Tuesday, December 05, 2006

The Law Is For Ass




It is damned hard to be a Supreme Court justice. Everyone likes to categorize them, everyone thinks he "knows" what the judges are doing, and what they think. Horsehockey. They're a complicated bunch.

In a near-unanimous decision today, the court came down 8-1 that an immigrant's conviction for a state drug offense was not an "aggravated felony' as that term was defined by the Immigration and Nationality Act. The mojority included Justices Stevens, Breyer, and Ginsburg, the "left' of the Court. It also included Justices Scalia and Alito, and the Chief -- you know, the "right" of the Court. Souter wrote the majority opinion.

They all claimed they were just applying the plain language and common sense.

Justice Thomas was the lone dissenter. He wrote that he was just applying the plain language.


Both sides are right.


Damn it's tough.


You can find the opinions here.

4 Comments:

Anonymous ADA Buffoon, J. said...

Stepping back from all the interpretations of fed and state language (which is how it must be decided, I understand that) for a moment, the majority seems to be right.

Here in New York (as in most states), you've got a simple possession drug charge which is a misdemeanor, and aggravated felony drug possession charges. The aggravating factors are things like "over 1/2 ounce" or "possession with the intent to sell."

The reasoning behind this is pretty obvious: you want to come down harder on the sellers than the users. Presumably, users have a problem, but sellers seek to exploit others' problems for profit.

The immigration language seems to want to target sellers, not users.

Tuesday, December 05, 2006 1:31:00 pm  
Anonymous deeter, who's not sweeter said...

I agree with Judge Buf, but would note the response of Thomas -- which could also be the response of Breyer, or Stevens, or another; it's not along obvious predispositions:

The immigration language seems to want to target sellers, not users.

It seems to want that, but the formula that the language of the statute uses seems to be the one Thomas applies. Meaning that he's not substituting his judgment for that of the elected representatives that I get to go deal with every two, four, or six years.

I haven't opened the thing up to reach any conclusion yet; I was just pointing out that it's not all that easy, and that imposing consistency on these folks will get some results that baffle or disappoint anyone.

the big complaint is when they're NOT consistent. the only problem with that -- the jsutices may harbour two or more strongly-held beliefs that, when applied, are inconsistent.

I like naked broads.

Tuesday, December 05, 2006 2:25:00 pm  
Anonymous deeter`` said...

You know, I just re-read the shorthand that I use instead of English, and find that I am again nearly indecipherable.



GOD I love this country!

Tuesday, December 05, 2006 3:18:00 pm  
Anonymous ADA Buffoon, J. said...

It seems to want that, but the formula that the language of the statute uses seems to be the one Thomas applies. Meaning that he's not substituting his judgment for that of the elected representatives that I get to go deal with every two, four, or six years.

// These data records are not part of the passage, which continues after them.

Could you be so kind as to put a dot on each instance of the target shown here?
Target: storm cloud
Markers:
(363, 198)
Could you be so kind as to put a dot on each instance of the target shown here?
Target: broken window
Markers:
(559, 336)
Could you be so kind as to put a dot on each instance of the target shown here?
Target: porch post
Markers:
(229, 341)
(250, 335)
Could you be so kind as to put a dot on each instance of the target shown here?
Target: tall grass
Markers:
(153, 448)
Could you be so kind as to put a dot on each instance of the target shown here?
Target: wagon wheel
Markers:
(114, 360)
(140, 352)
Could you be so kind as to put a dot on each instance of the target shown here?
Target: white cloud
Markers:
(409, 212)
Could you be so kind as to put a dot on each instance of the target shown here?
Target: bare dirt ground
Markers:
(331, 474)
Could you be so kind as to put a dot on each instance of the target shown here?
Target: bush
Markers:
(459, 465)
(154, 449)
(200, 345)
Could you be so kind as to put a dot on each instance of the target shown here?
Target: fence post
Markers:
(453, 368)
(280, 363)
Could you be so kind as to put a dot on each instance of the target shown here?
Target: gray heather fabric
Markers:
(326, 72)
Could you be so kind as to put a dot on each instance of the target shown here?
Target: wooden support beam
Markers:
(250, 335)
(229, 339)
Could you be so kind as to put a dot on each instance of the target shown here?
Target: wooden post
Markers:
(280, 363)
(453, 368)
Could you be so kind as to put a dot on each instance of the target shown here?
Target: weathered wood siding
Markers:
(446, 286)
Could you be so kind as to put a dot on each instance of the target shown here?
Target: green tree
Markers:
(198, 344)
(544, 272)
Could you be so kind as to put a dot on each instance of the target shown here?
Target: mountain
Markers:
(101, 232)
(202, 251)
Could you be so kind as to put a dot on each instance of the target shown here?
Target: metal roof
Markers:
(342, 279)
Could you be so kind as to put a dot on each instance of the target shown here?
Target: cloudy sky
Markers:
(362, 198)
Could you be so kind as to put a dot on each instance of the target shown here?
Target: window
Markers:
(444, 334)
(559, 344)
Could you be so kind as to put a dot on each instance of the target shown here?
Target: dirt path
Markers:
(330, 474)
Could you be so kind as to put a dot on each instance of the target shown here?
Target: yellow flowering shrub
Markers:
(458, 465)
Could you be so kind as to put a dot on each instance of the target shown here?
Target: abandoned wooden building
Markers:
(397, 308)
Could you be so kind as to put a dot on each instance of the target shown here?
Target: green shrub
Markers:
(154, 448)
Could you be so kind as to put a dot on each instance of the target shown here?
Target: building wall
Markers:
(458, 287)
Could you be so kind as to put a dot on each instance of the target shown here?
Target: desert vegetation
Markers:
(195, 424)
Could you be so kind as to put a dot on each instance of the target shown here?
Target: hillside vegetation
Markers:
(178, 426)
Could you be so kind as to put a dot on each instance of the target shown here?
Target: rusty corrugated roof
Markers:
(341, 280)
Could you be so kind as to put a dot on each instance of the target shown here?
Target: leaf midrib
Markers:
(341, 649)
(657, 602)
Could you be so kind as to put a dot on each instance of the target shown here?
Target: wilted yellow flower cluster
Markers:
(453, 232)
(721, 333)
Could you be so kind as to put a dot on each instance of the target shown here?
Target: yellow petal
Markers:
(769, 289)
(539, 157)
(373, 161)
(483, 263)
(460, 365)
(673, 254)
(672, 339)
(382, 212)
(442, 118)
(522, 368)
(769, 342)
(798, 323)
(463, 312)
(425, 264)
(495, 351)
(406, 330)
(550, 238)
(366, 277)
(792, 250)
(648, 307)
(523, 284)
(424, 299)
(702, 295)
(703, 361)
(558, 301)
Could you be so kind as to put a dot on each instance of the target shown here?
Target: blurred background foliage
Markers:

I just read the damn thing, and I think Thomas is absolutely substituting his judgment for that of Congress.

He says he's applying the plain meaning of the language of the statute. But here in NY we have a tenet (maybe you Feds have a similar one?) which "commands avoidance of self-defeating literalism and mandates that a statute be construed in such a way that its objectives are furthered, not frustrated," and I think Thomas violated that idea.

Let me (attempt to) explain.

The immigration law says you can kick someone out for conviction of an aggravated felony including illicit drug trafficking as defined in title 18. Title 18 defines a drug trafficking crime as "any felony punishable under the Controlled Substances Act."

Now, the defendant was convicted in South Dakota of simple drug possession (actually, aiding someone else's possession). Although that's a misdemeanor in most states, good ol' South Dakota treats it as a felony--but not an "aggravated felony" by any definition of the term I've ever heard. Defendant pleads guilty and gets five years (Five years! Jeezus! That's disorderly conduct and time served on a first arrest in Brooklyn! I gotta think about prosecuting in S.D.! But I digress.)

Under Federal law, simple possession is a misdemeanor.

However, INS decides to deport the defendant saying that since South Dakota treats simple possession as a felony, his conduct is included as "any felony punishable under the CSA."

The problem with this reasoning is first, that the phrase "any felony punishable under the CSA" is a definition of "drug trafficking crime" which itself is a definition of an "aggravated felony."

Secondly, Thomas and the Government would have you believe that when Congress wrote "any felony punishable under the CSA" they meant "any drug possession conviction, even if the conduct is treated as a misdemeanor under the CSA, if it is treated as a felony by state law."

Sure, that's one way of reading it, but don't you think that's awfully hyper-technical and pretty obviously not what the legislature had in mind?

Don't you think it's pretty obvious that the legislature was talking about drug crimes that are punishable as felonies under the CSA? That the majority gets closer to the "plain meaning"?